“Tut-tut,” clicked Nurse. “What a mess you do get yourself into, I’m sure. Can’t you sit down and enjoy yourself quietly?”

“Did you see me make those silly old sheep run away, Nanny?” Michael asked.

“Yes, I did. And I should be ashamed to frighten poor animals so. You’ll get the policeman on your tracks.”

“I shouldn’t care,” said Michael boastfully. “He wouldn’t be able to catch me.”

“Wouldn’t he?” said Nurse very knowingly, as she laid out the tea-cups on a red rug.

“Oh, Michael,” Stella begged, “don’t make a policeman come after you.”
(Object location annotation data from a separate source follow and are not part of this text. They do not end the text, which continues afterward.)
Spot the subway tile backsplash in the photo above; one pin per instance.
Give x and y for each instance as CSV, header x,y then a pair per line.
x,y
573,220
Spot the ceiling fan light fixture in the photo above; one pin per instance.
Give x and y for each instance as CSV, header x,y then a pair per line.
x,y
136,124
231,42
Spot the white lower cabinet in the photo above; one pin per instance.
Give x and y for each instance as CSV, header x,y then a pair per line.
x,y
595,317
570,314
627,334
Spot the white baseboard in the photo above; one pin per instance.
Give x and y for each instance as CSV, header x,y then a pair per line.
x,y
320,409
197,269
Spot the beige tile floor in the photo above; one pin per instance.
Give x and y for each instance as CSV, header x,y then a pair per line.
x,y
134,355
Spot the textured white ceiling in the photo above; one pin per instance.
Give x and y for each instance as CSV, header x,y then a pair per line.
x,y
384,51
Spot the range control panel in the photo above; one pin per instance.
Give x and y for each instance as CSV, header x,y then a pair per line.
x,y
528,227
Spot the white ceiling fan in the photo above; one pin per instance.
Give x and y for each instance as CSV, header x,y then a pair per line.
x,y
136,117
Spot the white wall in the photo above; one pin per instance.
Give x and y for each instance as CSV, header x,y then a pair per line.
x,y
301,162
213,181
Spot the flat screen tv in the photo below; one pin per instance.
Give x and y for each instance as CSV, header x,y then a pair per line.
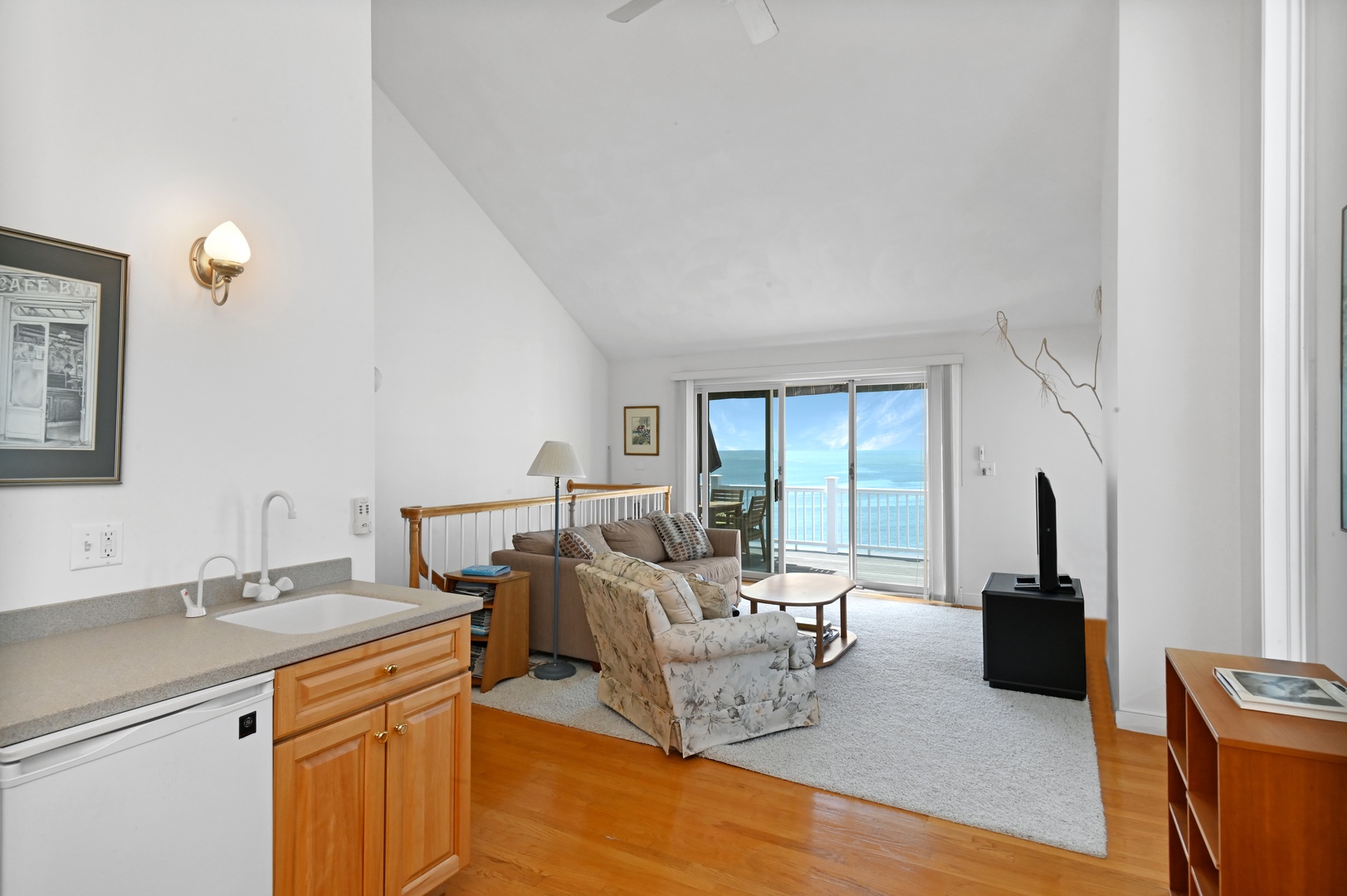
x,y
1046,512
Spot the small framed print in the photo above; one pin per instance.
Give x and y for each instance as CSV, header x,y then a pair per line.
x,y
62,340
642,430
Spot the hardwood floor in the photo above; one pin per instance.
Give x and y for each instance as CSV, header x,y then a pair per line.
x,y
557,810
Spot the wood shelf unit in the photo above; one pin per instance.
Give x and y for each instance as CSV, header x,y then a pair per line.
x,y
507,641
1257,801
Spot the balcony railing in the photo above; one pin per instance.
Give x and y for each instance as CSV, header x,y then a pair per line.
x,y
889,522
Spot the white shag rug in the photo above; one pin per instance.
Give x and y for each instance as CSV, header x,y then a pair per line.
x,y
905,720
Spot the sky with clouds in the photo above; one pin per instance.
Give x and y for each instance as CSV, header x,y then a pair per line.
x,y
886,421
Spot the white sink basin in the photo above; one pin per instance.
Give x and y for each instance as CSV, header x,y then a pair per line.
x,y
317,613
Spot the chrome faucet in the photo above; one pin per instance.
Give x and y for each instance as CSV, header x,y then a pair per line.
x,y
197,609
263,589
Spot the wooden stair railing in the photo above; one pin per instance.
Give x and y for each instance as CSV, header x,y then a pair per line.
x,y
417,519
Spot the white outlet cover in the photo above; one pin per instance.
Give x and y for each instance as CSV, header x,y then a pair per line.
x,y
96,544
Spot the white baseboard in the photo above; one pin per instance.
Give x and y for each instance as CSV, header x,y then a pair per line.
x,y
1143,721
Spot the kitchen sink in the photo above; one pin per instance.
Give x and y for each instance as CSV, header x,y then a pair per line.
x,y
317,613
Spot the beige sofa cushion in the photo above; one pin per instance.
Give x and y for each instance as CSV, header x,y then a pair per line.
x,y
715,597
671,589
635,538
540,542
715,569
Michael was intoxicated by the thought of his future. He could not recognize the ability of any policeman to check his desires, and because it was impossible to voice in any other way the impulses and ambitions and hopes that were surging in his soul, he went on boasting.

“Ha, I’d like to see an old policeman run after me. I’d trip him up and roll him all down the hill, I would. I’d put his head in a rabbit hole. I would. I can run faster than a policeman, I can.”

Michael was swaggering round and round the spread-out cups and saucers and plates.

“If you put your foot on those jam sandwiches, you’ll go straight back to the carriage and wait there till we’ve finished tea. Do you hear?”